O Instituto Guaicuy realizou mais uma atividade da Pesquisa de Agravamento de Danos das Especificidades (Pades), que tem como objetivo compreender como mulheres, crianças e jovens, população negra, população idosa e pescadoras e pescadores das regiões 4 e 5 foram atingidos de formas diferentes.
“As pessoas veem as coisas e enfrentam desafios diferentes em relação ao rompimento da barragem. As dificuldades dos pescadores não são as mesmas dos agricultores, a percepção das mulheres não é a mesma dos homens”, explica Clarissa Godinho, da equipe de Ciências Sociais do Guaicuy.
Para esse estudo, a metodologia usada é a de grupos focais. A técnica é qualitativa e busca considerar a visão compartilhada de diferentes pessoas em contextos sociais distintos sobre os impactos do rompimento da barragem da Vale, “é uma maneira de ter uma compreensão melhor de tudo que as pessoas atingidas enfrentam no dia a dia do pós rompimento”, complementa Clarissa.
Agravamento de danos às mulheres
No dia 08 de novembro, a equipe do Instituto Guaicuy promoveu um grupo focal com mulheres em Cachoeira do Choro, comunidade de Curvelo. Com 11 participantes, o momento foi de reflexão sobre o agravamento de danos a esse grupo e de dialogar sobre as alterações nos modos de vida após o rompimento da barragem.
“As pessoas não tem noção da riqueza que saía desse rio. A gente tinha uma vida bem equilibrada, em casa tinha muita fartura”, relembra Eliana. Hoje as coisas são diferentes: as presentes relataram dificuldade de acesso á água limpa, insegurança alimentar e perda de renda.
Os prejuízos causados pelo desastre-crime tem um agravamento para as mulheres que, historicamente, lidam com a sobrecarga doméstica e com a responsabilidade do cuidado.
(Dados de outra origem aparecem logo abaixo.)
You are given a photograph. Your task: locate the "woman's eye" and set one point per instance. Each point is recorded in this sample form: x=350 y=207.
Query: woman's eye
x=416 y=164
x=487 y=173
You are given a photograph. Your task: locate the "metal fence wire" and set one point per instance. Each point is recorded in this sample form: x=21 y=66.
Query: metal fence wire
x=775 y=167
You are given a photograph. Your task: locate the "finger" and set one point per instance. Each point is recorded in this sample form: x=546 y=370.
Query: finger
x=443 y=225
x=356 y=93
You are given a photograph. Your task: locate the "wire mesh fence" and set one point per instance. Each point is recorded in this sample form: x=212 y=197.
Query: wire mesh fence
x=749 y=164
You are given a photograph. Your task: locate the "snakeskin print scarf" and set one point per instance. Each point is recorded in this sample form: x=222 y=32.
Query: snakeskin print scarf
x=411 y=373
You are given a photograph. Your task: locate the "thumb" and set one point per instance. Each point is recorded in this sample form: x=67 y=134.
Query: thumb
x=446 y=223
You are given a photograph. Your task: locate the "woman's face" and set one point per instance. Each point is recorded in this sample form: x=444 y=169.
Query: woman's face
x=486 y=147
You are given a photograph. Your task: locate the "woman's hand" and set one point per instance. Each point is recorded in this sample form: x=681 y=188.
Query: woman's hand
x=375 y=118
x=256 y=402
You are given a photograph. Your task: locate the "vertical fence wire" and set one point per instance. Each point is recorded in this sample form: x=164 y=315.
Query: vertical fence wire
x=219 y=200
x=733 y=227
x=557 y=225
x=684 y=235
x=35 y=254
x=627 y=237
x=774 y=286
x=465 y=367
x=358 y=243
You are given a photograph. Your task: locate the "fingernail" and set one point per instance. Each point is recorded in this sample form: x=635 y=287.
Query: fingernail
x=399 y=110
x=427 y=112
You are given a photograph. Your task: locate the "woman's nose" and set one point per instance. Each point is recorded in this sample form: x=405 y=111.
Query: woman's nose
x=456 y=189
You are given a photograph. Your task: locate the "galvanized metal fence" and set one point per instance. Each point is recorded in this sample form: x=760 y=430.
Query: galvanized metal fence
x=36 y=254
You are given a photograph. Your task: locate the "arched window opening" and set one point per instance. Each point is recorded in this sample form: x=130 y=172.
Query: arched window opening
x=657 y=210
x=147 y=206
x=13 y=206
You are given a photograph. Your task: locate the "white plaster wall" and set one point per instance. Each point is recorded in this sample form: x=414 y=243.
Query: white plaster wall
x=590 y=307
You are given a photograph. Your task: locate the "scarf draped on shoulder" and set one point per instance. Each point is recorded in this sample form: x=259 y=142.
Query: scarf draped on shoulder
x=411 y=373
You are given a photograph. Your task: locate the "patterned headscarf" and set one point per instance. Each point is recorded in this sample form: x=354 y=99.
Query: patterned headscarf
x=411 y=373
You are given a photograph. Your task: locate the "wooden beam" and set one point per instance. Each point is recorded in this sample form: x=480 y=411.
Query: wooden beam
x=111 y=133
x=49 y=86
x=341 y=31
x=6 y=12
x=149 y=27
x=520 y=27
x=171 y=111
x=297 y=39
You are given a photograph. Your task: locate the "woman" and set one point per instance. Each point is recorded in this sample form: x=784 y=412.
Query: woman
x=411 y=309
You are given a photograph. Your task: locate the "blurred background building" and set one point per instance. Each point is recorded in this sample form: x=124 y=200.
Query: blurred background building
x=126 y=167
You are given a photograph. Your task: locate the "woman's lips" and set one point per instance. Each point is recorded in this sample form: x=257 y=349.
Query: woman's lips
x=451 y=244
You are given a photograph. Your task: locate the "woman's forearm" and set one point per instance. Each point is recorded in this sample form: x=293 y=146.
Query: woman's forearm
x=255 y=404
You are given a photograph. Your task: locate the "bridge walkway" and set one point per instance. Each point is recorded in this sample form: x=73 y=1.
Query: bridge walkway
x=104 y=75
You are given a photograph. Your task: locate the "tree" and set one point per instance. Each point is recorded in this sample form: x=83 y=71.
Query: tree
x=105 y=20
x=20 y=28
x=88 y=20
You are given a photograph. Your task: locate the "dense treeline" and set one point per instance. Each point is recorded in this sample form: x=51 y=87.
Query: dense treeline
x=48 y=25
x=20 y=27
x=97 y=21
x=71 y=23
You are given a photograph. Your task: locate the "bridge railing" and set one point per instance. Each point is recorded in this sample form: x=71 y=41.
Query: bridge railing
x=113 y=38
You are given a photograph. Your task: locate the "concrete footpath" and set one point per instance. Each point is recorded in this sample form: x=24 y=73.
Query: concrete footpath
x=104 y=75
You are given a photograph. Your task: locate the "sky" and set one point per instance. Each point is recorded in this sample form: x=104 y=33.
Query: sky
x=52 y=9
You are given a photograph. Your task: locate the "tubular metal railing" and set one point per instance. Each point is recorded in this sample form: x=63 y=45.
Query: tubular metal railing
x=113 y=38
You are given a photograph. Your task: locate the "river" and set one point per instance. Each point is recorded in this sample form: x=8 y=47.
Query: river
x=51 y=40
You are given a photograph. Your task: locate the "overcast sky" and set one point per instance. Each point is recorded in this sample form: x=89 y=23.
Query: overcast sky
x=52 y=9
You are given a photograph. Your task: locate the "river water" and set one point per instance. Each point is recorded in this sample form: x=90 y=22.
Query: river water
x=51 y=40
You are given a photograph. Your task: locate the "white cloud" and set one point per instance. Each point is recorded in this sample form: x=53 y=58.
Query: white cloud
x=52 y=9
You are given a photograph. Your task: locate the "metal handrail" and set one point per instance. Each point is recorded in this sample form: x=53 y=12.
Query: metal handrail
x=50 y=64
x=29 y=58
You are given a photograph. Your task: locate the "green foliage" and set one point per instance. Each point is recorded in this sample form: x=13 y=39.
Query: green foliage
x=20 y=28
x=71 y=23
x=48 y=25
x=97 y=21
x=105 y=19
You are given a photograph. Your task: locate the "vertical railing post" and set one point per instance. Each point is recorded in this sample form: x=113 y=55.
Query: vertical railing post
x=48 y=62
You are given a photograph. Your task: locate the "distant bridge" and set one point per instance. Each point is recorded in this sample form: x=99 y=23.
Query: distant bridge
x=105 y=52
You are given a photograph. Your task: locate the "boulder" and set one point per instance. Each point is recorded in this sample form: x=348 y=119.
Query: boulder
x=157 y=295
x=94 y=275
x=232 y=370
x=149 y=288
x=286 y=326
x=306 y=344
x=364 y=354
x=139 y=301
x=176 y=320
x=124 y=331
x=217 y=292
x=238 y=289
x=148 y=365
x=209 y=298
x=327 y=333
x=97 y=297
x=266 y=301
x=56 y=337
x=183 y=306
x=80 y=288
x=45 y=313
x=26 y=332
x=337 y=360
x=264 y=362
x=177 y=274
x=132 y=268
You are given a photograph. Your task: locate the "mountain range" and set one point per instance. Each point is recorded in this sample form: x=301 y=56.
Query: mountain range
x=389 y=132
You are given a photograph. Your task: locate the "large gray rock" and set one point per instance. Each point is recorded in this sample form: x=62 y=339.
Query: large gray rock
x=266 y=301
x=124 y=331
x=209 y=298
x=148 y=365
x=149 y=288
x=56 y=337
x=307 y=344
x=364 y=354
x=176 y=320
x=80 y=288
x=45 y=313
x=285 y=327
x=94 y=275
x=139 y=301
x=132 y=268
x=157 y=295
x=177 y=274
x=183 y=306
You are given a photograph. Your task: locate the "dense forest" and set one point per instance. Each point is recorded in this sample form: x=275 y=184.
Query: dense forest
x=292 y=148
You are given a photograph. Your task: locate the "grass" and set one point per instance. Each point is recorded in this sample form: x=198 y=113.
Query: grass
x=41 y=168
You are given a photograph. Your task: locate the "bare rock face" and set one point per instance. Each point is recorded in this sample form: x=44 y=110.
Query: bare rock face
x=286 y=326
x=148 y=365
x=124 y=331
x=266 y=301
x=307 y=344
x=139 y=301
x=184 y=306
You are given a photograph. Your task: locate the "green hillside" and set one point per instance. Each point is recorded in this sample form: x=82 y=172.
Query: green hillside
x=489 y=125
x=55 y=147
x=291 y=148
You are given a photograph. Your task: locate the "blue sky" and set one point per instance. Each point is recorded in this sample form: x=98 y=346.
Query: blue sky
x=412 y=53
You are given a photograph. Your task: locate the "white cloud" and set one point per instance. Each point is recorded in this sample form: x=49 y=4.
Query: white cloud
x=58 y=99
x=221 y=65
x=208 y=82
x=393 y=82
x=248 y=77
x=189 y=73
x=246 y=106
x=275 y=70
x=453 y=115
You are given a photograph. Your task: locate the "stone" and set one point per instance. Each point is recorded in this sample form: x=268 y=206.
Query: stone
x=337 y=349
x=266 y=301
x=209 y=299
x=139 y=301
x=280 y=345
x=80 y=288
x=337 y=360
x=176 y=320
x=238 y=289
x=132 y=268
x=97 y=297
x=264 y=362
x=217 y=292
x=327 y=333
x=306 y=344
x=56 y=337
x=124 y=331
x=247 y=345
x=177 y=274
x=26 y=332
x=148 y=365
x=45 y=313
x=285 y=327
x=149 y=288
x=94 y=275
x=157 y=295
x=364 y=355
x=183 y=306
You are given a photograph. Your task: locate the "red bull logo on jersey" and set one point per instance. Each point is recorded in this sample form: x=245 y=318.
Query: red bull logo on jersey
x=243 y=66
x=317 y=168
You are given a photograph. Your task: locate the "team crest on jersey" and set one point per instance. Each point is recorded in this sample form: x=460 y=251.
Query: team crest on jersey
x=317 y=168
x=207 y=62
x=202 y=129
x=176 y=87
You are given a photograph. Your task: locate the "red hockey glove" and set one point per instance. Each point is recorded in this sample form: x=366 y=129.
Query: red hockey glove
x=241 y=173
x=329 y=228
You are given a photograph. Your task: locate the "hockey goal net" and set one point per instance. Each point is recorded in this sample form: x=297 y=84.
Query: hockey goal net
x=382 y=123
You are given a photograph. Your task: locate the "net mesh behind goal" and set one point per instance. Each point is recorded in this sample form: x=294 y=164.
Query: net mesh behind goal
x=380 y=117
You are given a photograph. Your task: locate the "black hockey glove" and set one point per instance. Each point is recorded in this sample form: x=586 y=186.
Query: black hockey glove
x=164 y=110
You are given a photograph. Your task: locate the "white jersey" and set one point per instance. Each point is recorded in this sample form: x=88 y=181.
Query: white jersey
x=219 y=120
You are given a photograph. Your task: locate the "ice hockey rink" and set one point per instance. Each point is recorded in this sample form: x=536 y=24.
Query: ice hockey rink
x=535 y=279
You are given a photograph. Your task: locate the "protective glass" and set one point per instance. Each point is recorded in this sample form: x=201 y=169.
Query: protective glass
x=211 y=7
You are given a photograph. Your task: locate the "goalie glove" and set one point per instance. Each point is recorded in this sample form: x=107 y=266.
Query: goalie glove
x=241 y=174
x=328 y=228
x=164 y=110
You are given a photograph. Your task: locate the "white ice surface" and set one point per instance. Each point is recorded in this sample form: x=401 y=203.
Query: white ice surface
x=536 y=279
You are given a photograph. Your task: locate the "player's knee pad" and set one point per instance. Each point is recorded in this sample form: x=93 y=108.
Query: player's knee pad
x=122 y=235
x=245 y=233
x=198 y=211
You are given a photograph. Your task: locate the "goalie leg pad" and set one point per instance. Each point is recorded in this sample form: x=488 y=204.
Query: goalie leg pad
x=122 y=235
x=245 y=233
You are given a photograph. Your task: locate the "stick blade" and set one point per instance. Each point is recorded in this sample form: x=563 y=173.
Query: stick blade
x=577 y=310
Pelos relatos obtidos no grupo focal, nota-se que esse trabalho diário é invisibilizado e, por consequência, pouco valorizado. As cabeças das mulheres não param de trabalhar: planejamento, organização e toda a tomada de decisão nas casas é responsabilidade delas.
A partir da conversa algumas consequências foram identificadas:
- aumento do trabalho doméstico;
- aumento no consumo de álcool;
- aumento no consumo de antidepressivos;
- aumento da violência doméstica;
- conflitos familiares;
- perda do contato social;
- transtorno mental.
O resultado é uma carga de exaustão. “A sobrecarga é da mulher, é ela que se preocupa com a casa e com a família. Depois do rompimento eu tenho que me preocupar até com a água que vou usar para fazer comida”, desabafa Elizete.
Além disso, as mulheres relatam que são diminuídas nos espaços em que lutam pela garantia dos seus direitos. Eliana é uma das pessoas atuantes no processo de reparação e diz que diversas vezes foi taxada de louca e dramática. “Já ouvi que eu nunca fui liderança, que a liderança daqui é um homem, foi um funcionário da Vale que disse isso”, recorda.
Para Lilian Rodarte, da equipe de Mobilização Social do Instituto Guaicuy, é importante criar esses lugares de escuta. A profissional reforça que “quando a gente promove esse espaço de acolhimento, mesmo que seja para falar dos danos que aconteceram na vida dessas mulheres, estamos proporcionando um espaço de saúde, um espaço reflexivo”.
Josenilda se emociona: “tem dia que você está mais frágil, às vezes é uma palavra ou um abraço que fortalece”. Essas pescadoras, mães, esposas, amigas, guerreiras e mulheres têm encontrado apoio umas nas outras.
“Ouvir a outra mulher é também refletir sobre si mesma e sobre o grupo, e isso só fortalece, além de promover a união e entender que elas não estão sozinhas nessa luta”, pontua Lilian.
A partir dessas reuniões, o Instituto Guaicuy analisará os dados para entender o agravamento de danos e para trabalhar de uma forma mais direcionada. “A partir dessas conversas vamos pensar como conseguimos colocar esses grupos em evidência no processo, já que, mesmo diante da nossa sociedade, esses grupos, suas necessidades e seus direitos, ficam à margem da discussão e do debate”, conclui Clarissa.